La présaison a été difficile et la moitié des titulaires a peu ou pas joué : Stefan Savic, Kierran Trippier et Luis Suárez débuteront leur saison directement contre le Celta, Koke, Marcos Llorente, Ángel Correa et Yannick Carrasco sont en-dessous des 100 minutes de jeu. Absents à l’Euro, Jan Oblak (364′) et Mario Hermoso (204′) sont les mieux rodés. Encore dans une période de reprise, les Indios rendent le Cholo nerveux. Contre Feyenoord, il a traversé tout le terrain pour pourrir Carrasco, exclu après une faute inutile. Mercredi, il s’est emporté devant ses joueurs, lassé du manque d’efforts dans tous les compartiments du jeu.
« Nous sommes le champion et ils vont venir nous mordre le cul ! Nous pressons très mal ! »
Diego Simeone à l’entraînement, 4 jours avant le début de la liga contre le celta
C’est probablement un instant inédit que vit l’Atlético. Malgré une gestion économique dont il y a beaucoup à redire, la situation est beaucoup plus stable que chez les rivaux. Sportivement, l’effectif est assurément le plus complet et compétitif d’Espagne. Ce n’est plus un club outsider mais bien un club qui peut devenir dominant sur la durée. Pas simple à gérer, y compris pour le Cholo qui ne s’est jamais retrouvé dans une telle configuration. Lui aussi doit s’adapter à cette position privilégiée.

Un recrutement qualitatif et excitant
L’Atlético n’a pour l’heure enregistré que deux arrivées : Marcos Paulo, en fin de contrat avec Fluminense, et Rodrigo de Paul, récupéré à l’Udinese pour 35M€. Deux renforts au milieu de terrain, le secteur vraisemblablement le plus sollicité cette saison. Avec le retour de prêt de Nehuén Pérez (Granada), Simeone renforce son secteur défensif sans frais, d’autant qu’il aspire à convertir Geoffrey Kondogbia en défenseur gauche dans le 3-5.2. Nehuén est même en pole position pour suppléer Savic en ce début de saison, avec de vraies opportunités dans un futur proche.
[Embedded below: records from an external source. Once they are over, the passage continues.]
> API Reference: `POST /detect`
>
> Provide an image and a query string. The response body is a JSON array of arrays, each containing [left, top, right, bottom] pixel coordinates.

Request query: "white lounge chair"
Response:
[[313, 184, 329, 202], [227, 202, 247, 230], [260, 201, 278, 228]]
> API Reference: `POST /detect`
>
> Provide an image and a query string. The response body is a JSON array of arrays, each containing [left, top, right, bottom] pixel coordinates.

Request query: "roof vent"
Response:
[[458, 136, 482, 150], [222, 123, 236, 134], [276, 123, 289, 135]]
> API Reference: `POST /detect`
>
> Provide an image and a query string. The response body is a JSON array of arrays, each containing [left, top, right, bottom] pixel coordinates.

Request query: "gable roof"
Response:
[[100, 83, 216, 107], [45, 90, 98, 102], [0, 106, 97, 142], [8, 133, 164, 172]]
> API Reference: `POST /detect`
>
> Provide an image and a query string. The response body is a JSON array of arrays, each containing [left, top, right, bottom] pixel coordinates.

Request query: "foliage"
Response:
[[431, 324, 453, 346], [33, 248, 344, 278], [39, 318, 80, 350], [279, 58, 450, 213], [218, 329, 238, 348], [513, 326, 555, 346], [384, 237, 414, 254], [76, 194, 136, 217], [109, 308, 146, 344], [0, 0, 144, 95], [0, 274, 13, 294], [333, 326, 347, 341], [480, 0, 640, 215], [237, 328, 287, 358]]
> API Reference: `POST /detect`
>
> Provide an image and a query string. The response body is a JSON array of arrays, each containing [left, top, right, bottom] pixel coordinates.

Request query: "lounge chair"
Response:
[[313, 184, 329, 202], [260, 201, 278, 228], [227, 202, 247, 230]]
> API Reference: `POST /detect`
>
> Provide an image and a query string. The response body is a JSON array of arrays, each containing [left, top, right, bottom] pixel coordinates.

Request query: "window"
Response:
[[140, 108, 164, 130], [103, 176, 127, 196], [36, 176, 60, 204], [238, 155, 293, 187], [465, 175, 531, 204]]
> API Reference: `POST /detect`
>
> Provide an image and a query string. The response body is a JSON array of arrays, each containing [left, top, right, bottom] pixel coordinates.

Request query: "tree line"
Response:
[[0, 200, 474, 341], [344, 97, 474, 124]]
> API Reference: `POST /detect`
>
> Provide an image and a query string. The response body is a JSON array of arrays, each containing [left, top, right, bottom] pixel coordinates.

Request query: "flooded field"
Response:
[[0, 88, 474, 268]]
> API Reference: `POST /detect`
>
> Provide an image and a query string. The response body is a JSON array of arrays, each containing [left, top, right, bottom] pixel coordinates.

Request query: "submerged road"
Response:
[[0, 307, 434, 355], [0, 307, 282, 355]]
Auteur d’une belle saison avec Huesca malgré la descente et de Jeux olympiques de belle facture, Rafa Mir est annoncé pour 15M€. Ce transfert permettrait à Luis Suárez de souffler et d’éviter les blessures, tout en renforçant un secteur avec un véritable attaquant, dans un registre tout à fait différent de Joao Félix et Ángel Correa. La saison pourrait voir éclore Giuliano Simeone, fils de, auteur de son premier but avec l’Atlético lors du 1er match de préparation contre Numancia. Avec Manu Sánchez et Rodrigo Riquelme, il fait partie de la jeune garde qui veut se faire une place dans la rotation.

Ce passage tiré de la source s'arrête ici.